We also had sessions by Ben Ward and Stuart Kine about what makes good professional development and how to self evaluate. These two sessions were both really interesting, gave me lots to look at and really made me think about what it is I need to work on in terms of the professional principles that guide the whole CTeach programme.
Finally we got to meet our mentors and spent a good amount of time just chatting and getting to know them, discussing the day, next steps and our hopes for the programme.
I’ve left feeling much more confident about what is to come and excited to really get started. I know it’s going to be tough, but I’m convinced it’ll be worth it.
I had a minor flap this morning when I realised that for all I know there could be a year 9 assembly tomorrow, my first one, and I can't find the rota... So I've prepared an assembly which I'm now looking forward to when the time comes. The assembly is on JOMO - the Joy of Missing Out and was inspired by this article on the TES back in November.
In the powerpoint, attached below, I've spoken about what FOMO is, how social media makes it worse, and what JOMO is. I'll emphasise to the students that adults can be just as bad for this, and to prove that I'm sharing my plans for JOMO with them. I'm encouraging them to share theirs with me too. It's all on the slides more or less, but obviously it'll be backed up by what I say.
I'd love to know if anyone is doing anything similar, and feel free to use mine.
Unfortunately I'm struggling to get the ppt to upload. I can share the pdf but that seems the best I can do for now...

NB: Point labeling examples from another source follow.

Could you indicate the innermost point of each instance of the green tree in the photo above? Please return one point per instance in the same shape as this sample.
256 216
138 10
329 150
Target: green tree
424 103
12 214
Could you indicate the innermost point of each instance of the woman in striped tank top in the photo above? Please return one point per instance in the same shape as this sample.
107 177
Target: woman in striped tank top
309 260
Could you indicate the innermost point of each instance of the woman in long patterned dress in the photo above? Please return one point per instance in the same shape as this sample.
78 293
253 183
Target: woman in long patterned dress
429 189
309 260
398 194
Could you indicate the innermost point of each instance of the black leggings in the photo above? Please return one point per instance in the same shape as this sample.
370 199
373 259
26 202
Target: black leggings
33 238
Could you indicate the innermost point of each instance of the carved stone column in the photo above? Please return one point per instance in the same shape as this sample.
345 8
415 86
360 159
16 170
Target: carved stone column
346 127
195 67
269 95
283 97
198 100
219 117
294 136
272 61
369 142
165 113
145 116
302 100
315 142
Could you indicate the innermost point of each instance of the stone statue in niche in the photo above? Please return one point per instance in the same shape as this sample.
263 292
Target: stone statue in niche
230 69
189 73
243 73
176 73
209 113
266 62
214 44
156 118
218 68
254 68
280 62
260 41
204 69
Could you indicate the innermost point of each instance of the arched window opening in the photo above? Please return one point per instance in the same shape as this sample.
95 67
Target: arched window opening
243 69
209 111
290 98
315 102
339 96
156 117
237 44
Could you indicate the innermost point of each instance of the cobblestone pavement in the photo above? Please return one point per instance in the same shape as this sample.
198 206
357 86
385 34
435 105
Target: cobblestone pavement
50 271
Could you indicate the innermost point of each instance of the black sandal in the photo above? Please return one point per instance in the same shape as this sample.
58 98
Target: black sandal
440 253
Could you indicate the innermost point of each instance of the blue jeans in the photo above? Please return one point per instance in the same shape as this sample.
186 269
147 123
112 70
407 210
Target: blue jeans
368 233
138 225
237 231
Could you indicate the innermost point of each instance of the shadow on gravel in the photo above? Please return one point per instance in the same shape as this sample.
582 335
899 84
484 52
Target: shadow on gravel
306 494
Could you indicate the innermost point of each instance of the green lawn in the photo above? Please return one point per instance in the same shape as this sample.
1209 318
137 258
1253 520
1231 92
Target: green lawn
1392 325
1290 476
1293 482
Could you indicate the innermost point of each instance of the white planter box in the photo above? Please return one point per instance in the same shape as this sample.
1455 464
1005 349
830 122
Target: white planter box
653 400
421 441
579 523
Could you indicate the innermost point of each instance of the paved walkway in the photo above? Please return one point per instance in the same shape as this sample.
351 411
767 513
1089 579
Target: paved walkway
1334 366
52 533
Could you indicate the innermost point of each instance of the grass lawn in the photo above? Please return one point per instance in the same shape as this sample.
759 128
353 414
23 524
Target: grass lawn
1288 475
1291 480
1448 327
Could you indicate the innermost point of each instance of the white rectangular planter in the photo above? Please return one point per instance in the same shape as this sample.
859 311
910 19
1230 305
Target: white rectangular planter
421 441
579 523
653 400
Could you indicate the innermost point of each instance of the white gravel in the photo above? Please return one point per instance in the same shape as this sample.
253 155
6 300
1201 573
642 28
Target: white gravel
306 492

I wrote my Teacher5aday pledge the other day, but I haven’t set out anything specific that I want to focus on professionally this year as of yet. I think this will be a useful exercise and posting it serves as a way of holding myself accountable for the resolutions in a way.
1) Focus on my subject-specific pedagogy.
I’m going to focus some of my reading on MFL specific pedagogy. Attending the Chartered College of Teaching Languages Network event made me realise again just how important this is. I don’t think this is something I’ve really given myself the time and space to focus on until now.
2) Try our new ideas, stick to them and properly reflect on them. I have a tendency to want to try new things but not implement them effectively and they end up passing me by. I need to focus on one thing at a time, give it a really good shot and then if it goes well, integrate it into what I do and don’t let it disappear.
3) Get to grips with my new role and how to manage my time. I have been pleased with the balance of hours I’m spending at work and what I am willing to do at home and I’m hoping my new role won’t completely throw that out the window. I’ll have to work hard to do this now that I am both Learning Manager for year 9 but also Second in MFL (Curric lead for Spanish). My HT and DHT must believe I can do this but I need to prove it to myself!
4) Use the Chartered Teacher programme to help me achieve the above, and more. I want to make sure I use the CTeach as a tool, not extra work. It seems like it will from the look of the assessment but I need to make sure this happens.